I knew better than to keep arguing with her; we were both stubborn enough we could have stayed until we were completely surrounded complaining that the other person should go. And I knew she wasn’t wrong. That was the better vantage, and with what had been my good leg injured, I was moving even worse than she was. I dove into the shuttle, landing on my side so I didn’t disturb the bolt. “This is it?” I heard Elle ask over the comms.

“There wasn’t a lot left worth taking,” Bill replied. “The spearhead wasn’t designed to survive that kind of crash. Our pod, by comparison, was still able to land. I’m still getting readings from it, and we’ll try and recall it to the Nexus, if we can recover it. Now give me your gun; I’ll cover you from here.”

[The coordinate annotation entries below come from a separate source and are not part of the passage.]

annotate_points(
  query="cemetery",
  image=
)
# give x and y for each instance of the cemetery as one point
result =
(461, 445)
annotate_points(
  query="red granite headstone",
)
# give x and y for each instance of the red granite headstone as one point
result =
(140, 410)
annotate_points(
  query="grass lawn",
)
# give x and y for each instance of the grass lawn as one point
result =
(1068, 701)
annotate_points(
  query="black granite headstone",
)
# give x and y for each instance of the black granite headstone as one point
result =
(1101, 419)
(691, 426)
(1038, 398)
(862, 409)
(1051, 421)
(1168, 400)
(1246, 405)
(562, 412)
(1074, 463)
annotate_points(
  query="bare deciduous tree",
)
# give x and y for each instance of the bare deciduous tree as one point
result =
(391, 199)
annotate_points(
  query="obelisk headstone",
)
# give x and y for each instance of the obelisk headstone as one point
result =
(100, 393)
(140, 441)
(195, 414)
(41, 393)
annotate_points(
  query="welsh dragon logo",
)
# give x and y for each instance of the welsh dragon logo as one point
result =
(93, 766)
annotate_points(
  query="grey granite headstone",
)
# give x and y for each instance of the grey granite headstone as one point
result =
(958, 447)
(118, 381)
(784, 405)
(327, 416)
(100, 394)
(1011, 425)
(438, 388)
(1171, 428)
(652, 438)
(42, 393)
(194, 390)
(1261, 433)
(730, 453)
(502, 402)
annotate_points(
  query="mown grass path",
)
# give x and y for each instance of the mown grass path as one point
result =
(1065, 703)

“Bull. We risked our lives for that junk. I can’t lift it in my present condition, and I’m not risking it and you getting left behind because I can’t properly cover you from over there.”

“Fine,” Bill said. An instant later he broke cover, so I had to, in a hurry, suppress as best I could from the back of the shuttle. Surprisingly, he arrived unscathed. “I’m starting the shuttle.”

“You should have gone first,” I said to Elle.

“Oh, stop acting maudlin- you can’t shoot straight when you’re maudlin. I’m leaving the rifle and the extra ammo, only keeping a pistol, and going on three, two,” she broke cover.

The damned starfish were getting wise, knew just how far out of cover they could get without giving me a clean shot- and so even though I was singing whatever the hell kind of ganglia they had instead of hairs, they kept lining up their shot. Bill stepped out of cover behind me, triangulating until he had a decent shot; he couldn’t make it count, but got close enough to get one of the starfish back behind cover, and knock the other one into my scope. I took the shot, through the arm it was holding its weapon in, and it dropped it. Elle slid in beside me, a moment before Bill. “I thought you were starting the ship,” I said.

“It’s two buttons, jerk,” he said, handing me his rifle. “And you’re welcome.”

The backdoors closed agonizingly slowly, with one final bolt managing to slip through them and strike the black box in the seat beside Elle. “Uh,” she said.

“That’s not ideal,” Bill said. “But nothing we can do about it now.”

I heard a handful of tinks as weapons bounced off the hull. “Should we be worried about any of that?” I asked.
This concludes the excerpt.